Table 4 Execution time comparison: examining the processing time for 1 million events by Drazen et al. (2011); Wang et al. (2020), and KF-PEV for both synthetic and real-world data

6 Conclusion

In this article, we proposed a causal event-based particle velocimetry technique called Kalman filter-based particle event velocimetry (KF-PEV). Leveraging a Kalman filter redesigned to handle asynchronous event-based pixels and multiple particles, KF-PEV is robust to noise and is in a streaming format. The Kalman filtering also admits a linear least squares estimate of the particle velocity directly, rather than differentiating the positional estimates at the risks of amplifying noise and estimation error.
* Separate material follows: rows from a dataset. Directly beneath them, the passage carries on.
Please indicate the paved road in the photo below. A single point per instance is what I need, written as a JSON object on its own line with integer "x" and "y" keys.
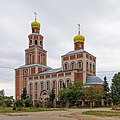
{"x": 71, "y": 114}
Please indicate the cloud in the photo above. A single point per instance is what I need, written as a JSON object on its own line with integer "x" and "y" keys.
{"x": 99, "y": 24}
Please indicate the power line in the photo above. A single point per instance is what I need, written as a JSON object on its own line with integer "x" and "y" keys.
{"x": 104, "y": 71}
{"x": 6, "y": 67}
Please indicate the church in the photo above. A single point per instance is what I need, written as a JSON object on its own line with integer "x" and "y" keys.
{"x": 39, "y": 79}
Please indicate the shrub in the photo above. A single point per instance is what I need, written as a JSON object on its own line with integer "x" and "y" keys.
{"x": 19, "y": 103}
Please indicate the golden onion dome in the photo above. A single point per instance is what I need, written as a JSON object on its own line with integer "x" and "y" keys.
{"x": 35, "y": 24}
{"x": 79, "y": 38}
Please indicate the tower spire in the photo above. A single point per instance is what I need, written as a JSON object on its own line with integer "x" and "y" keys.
{"x": 78, "y": 29}
{"x": 35, "y": 15}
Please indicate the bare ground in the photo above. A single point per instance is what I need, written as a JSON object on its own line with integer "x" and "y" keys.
{"x": 70, "y": 114}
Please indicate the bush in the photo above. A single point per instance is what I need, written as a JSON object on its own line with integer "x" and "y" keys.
{"x": 50, "y": 104}
{"x": 28, "y": 102}
{"x": 14, "y": 107}
{"x": 19, "y": 103}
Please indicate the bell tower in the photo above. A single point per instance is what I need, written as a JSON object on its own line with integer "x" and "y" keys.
{"x": 35, "y": 54}
{"x": 79, "y": 40}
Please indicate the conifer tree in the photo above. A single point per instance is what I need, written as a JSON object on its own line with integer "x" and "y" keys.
{"x": 115, "y": 89}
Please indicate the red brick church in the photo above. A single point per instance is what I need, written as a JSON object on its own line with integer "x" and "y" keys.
{"x": 39, "y": 79}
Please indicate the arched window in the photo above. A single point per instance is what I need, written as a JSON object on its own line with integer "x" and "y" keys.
{"x": 42, "y": 86}
{"x": 41, "y": 57}
{"x": 41, "y": 43}
{"x": 90, "y": 67}
{"x": 87, "y": 64}
{"x": 36, "y": 86}
{"x": 72, "y": 66}
{"x": 79, "y": 64}
{"x": 36, "y": 96}
{"x": 66, "y": 66}
{"x": 54, "y": 85}
{"x": 35, "y": 42}
{"x": 30, "y": 58}
{"x": 48, "y": 85}
{"x": 30, "y": 86}
{"x": 30, "y": 42}
{"x": 25, "y": 82}
{"x": 61, "y": 84}
{"x": 30, "y": 96}
{"x": 93, "y": 68}
{"x": 68, "y": 83}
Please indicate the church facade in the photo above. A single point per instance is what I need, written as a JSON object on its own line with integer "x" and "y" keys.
{"x": 39, "y": 79}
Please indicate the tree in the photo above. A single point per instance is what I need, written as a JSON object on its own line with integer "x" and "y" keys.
{"x": 115, "y": 89}
{"x": 51, "y": 99}
{"x": 93, "y": 94}
{"x": 106, "y": 90}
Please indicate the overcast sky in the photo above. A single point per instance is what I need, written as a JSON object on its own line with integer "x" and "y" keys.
{"x": 100, "y": 24}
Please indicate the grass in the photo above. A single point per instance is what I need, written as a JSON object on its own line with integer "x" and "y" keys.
{"x": 10, "y": 109}
{"x": 102, "y": 113}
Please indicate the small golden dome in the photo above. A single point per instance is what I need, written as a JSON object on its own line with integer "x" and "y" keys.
{"x": 35, "y": 24}
{"x": 79, "y": 38}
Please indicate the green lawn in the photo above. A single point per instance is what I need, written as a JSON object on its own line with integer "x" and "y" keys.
{"x": 10, "y": 109}
{"x": 102, "y": 113}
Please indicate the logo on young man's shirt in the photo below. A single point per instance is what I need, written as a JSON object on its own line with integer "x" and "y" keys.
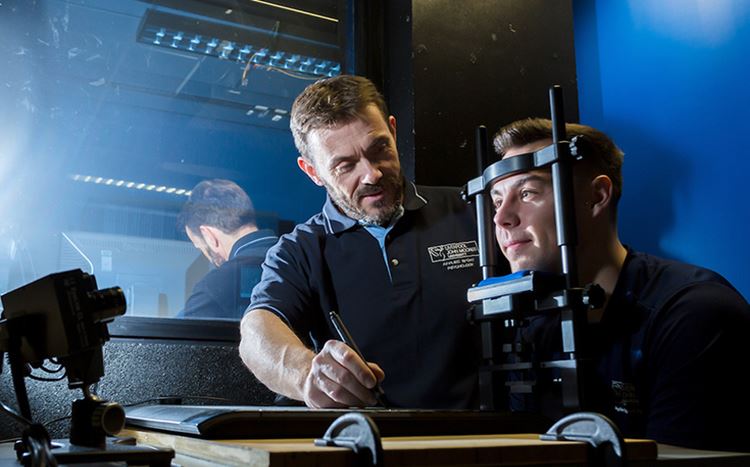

Additionally, we developed a simulation framework for objectively benchmarking event-based particle velocimetry. This overcomes the limitations of frame-based event simulation methods by generating event streams of moving unresolved targets in continuous time using analytical models of the underlying signal. Evaluation by objective performance metrics indicate that KF-PEV’s reconstruction of the flow field represents a substantial improvement over the state-of-the-art frame-based (Thielicke and Sonntag 2021; Janke et al. 2020) and event-based (Wang et al. 2020; Willert and Klinner 2022; AlSattam et al. 2024) PIV/PTV techniques in terms of velocimetry magnitude and flow direction.

Real event-based sensor data experiments conducted in the water tunnel show robustness to noise and errors in the widest field-of-view reported for event-based particle velocimetry experiment. The proposed KF-PEV successfully tracked particles in dynamic flow field, and reconstructed a dense high-resolution flow field of airfoil consistent with its expected behavior.